Der Marine-Kommandant der Nationalgarde, General Hossein Salami, erklärte, die Übung demonstriere die Entschlossenheit des Landes gegenüber Feinden, die den Iran in den vergangenen Wochen bedroht hätten. Einen Tag zuvor hatte der iranische Präsident Ahmadinejad Befürchtungen vor einem möglicherweise geplanten Angriff Israels und der USA auf sein Land als «lustigen Witz» zurückgewiesen. Es werde keinen Krieg geben, sagte Ahmadinejad auf einer Pressekonferenz in Malaysia.

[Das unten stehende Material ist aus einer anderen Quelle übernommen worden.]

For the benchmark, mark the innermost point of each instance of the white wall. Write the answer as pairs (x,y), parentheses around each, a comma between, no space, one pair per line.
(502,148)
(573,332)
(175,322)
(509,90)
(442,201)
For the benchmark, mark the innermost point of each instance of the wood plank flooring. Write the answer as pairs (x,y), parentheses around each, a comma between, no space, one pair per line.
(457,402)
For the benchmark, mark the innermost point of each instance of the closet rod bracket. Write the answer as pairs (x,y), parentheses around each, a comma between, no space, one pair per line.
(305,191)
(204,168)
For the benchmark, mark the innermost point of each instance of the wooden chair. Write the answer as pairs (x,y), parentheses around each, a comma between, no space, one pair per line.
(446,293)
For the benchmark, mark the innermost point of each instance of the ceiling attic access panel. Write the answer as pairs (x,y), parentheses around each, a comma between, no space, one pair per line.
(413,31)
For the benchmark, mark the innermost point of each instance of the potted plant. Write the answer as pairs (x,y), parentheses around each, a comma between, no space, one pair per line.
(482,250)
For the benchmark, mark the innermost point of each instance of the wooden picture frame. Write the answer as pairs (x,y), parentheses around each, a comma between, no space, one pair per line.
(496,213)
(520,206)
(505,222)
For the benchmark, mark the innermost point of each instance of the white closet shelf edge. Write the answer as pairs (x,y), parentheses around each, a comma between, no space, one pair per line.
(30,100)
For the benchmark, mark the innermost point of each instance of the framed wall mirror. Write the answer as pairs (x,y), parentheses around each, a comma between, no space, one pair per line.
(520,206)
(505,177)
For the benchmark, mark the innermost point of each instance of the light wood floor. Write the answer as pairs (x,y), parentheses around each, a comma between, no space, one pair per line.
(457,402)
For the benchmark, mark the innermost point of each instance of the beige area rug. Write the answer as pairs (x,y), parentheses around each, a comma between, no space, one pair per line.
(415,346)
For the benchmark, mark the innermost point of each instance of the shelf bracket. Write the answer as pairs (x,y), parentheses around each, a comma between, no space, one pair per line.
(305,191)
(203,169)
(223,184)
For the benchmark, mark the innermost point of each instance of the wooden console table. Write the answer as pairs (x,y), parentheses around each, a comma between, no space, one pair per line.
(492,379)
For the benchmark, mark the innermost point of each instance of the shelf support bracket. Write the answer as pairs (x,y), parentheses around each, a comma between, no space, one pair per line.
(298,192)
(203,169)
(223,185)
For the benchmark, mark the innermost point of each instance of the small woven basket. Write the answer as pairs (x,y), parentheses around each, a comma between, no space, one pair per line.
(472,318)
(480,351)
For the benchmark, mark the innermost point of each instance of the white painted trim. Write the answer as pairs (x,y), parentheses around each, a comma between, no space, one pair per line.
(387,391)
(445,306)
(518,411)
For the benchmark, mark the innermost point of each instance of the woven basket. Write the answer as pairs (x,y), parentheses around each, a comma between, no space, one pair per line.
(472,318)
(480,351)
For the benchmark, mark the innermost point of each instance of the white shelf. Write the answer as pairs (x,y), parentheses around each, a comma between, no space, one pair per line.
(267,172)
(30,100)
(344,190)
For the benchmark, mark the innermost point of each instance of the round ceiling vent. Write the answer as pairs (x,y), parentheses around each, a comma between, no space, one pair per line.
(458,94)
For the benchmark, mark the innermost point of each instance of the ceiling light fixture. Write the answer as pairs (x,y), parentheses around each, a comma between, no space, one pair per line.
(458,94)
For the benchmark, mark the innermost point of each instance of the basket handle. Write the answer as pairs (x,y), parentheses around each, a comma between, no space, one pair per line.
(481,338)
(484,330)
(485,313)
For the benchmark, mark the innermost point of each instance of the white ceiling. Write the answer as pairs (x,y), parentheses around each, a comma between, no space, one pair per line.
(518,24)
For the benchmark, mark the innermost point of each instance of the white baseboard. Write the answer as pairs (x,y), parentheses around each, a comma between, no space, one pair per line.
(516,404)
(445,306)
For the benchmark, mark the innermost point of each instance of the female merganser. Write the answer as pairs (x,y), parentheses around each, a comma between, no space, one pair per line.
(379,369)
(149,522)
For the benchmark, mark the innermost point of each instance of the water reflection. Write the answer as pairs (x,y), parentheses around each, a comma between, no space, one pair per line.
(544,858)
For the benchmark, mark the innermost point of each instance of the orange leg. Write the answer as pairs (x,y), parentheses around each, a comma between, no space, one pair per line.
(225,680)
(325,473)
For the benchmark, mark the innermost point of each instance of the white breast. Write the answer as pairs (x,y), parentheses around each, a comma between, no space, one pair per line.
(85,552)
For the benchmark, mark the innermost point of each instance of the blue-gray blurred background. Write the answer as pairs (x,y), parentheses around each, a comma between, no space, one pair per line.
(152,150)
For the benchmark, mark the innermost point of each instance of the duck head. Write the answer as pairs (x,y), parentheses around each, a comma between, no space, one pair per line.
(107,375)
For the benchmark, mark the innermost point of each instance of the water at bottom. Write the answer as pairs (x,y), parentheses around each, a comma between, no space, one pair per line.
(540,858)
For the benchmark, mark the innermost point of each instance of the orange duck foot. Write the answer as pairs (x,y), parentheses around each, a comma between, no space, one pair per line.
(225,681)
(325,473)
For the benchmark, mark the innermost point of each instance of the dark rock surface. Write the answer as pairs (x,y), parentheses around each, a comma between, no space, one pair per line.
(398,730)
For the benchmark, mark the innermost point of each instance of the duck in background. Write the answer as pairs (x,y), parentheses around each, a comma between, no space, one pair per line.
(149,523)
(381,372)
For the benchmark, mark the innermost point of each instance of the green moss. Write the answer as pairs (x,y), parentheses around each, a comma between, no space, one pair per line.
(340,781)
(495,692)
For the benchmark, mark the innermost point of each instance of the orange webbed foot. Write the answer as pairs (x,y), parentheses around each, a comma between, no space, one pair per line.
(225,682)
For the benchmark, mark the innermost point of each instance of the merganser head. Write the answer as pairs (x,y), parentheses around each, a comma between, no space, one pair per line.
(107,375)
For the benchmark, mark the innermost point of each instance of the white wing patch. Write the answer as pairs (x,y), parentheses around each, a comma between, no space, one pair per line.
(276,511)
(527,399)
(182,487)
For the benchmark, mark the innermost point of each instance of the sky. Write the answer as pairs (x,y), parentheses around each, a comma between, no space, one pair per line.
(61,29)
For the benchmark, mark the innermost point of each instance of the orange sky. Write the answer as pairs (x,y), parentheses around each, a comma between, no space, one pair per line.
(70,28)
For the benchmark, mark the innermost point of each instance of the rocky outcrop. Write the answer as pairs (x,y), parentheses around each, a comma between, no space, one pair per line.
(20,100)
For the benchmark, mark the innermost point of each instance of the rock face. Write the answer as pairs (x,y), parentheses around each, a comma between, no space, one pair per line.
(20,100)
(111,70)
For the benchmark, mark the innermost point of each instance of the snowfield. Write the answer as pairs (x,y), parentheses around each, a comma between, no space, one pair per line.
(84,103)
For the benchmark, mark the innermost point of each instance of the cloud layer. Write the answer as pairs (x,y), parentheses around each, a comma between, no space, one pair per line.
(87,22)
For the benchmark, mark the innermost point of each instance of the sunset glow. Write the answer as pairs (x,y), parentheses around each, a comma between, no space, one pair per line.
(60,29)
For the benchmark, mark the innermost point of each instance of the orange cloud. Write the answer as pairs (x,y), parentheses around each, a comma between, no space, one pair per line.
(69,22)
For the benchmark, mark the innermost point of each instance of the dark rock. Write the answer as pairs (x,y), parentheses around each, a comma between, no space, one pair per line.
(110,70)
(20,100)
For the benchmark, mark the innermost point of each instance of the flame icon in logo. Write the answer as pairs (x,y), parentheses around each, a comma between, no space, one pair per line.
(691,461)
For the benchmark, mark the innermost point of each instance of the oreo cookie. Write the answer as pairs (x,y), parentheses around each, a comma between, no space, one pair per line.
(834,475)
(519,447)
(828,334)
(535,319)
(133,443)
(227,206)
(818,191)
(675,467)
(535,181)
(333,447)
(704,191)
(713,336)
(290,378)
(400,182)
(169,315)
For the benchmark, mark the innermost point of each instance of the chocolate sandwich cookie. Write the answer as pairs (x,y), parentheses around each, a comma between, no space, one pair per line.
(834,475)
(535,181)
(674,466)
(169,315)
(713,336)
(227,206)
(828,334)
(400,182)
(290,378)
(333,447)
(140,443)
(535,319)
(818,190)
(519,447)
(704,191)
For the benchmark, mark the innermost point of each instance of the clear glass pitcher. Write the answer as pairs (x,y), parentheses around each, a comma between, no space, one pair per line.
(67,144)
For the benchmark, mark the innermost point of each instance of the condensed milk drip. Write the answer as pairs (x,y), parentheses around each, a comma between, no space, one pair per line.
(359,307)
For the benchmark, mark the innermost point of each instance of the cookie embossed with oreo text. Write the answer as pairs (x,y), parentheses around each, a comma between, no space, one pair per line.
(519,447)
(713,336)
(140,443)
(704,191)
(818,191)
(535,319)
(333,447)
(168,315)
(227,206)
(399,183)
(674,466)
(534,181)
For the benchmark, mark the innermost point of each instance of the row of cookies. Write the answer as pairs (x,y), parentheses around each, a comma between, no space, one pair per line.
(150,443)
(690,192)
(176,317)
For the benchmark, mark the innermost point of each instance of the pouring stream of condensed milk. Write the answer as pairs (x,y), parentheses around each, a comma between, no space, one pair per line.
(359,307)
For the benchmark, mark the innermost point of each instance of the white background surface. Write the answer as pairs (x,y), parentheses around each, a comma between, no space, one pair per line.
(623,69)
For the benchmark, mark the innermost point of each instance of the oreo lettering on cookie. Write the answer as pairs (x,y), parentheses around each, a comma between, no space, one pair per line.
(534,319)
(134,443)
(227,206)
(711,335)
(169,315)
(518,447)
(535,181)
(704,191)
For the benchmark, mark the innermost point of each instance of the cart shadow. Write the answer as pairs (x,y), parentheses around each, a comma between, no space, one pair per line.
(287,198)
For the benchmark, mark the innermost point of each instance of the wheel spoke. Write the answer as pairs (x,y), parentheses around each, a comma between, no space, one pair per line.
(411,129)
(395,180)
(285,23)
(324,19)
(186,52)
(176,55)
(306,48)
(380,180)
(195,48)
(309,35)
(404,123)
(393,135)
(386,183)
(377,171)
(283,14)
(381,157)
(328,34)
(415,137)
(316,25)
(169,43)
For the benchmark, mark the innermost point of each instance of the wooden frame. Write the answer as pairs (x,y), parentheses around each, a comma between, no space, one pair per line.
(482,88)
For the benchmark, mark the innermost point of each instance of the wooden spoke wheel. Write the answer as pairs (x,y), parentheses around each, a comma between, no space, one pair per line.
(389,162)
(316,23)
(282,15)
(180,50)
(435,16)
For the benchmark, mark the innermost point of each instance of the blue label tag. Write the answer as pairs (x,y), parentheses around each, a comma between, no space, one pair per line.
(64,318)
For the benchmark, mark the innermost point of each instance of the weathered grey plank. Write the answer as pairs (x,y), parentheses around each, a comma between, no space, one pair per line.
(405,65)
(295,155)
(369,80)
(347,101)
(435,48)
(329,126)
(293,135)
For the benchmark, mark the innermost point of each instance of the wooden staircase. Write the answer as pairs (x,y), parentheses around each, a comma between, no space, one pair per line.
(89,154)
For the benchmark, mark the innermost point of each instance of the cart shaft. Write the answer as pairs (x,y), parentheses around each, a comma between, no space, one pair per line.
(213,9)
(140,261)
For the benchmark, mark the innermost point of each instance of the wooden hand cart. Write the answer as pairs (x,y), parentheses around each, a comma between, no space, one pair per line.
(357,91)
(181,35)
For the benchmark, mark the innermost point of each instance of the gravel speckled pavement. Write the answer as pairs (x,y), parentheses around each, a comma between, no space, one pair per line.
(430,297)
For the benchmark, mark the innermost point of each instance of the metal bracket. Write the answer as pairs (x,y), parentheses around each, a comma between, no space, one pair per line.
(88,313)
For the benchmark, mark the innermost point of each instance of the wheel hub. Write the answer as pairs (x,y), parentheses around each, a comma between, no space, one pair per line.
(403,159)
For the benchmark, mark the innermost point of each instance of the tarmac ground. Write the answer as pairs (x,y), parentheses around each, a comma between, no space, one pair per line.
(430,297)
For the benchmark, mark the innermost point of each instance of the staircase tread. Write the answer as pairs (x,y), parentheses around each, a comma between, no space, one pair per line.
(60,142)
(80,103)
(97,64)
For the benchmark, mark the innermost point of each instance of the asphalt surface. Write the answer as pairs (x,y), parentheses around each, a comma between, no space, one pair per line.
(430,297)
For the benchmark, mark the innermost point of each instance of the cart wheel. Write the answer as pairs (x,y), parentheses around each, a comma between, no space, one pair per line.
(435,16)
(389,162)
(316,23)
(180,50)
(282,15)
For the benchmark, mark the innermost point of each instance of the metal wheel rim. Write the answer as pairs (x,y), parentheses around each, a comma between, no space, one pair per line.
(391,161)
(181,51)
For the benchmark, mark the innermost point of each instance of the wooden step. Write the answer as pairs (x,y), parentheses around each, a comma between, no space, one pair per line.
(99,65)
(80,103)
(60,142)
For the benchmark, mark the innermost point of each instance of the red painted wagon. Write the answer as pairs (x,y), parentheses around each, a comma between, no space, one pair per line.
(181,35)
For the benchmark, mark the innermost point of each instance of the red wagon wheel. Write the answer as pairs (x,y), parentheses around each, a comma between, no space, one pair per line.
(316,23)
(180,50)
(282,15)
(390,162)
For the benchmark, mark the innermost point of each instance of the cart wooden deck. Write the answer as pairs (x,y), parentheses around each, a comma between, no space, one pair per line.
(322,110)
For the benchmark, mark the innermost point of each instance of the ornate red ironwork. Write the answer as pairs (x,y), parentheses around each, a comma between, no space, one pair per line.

Die USA und Israel haben beide einen Angriff auf den Iran nicht ausgeschlossen um zu verhindern, dass der Iran in den Besitz von Atomwaffen kommt. Israel hatte im Juni im Rahmen eines Manövers Flugzeuge über das östliche Mittelmeer geschickt. In amerikanischen Kreisen hiess es, es könne eine Übung für einen Angriff auf eine iranische Atomanlage sein. Teheran versichert, dass sein Atomprogramm ausschliesslich der zivilen Nutzung dient.
Am Freitag hatte der Befehlshaber der Revolutionsgarde, General Mohammed Ali Jafari, noch einmal deutlich gemacht, dass der Iran jeden Angriff auf eine seiner Atomanlagen als Beginn eines Krieges betrachten werde.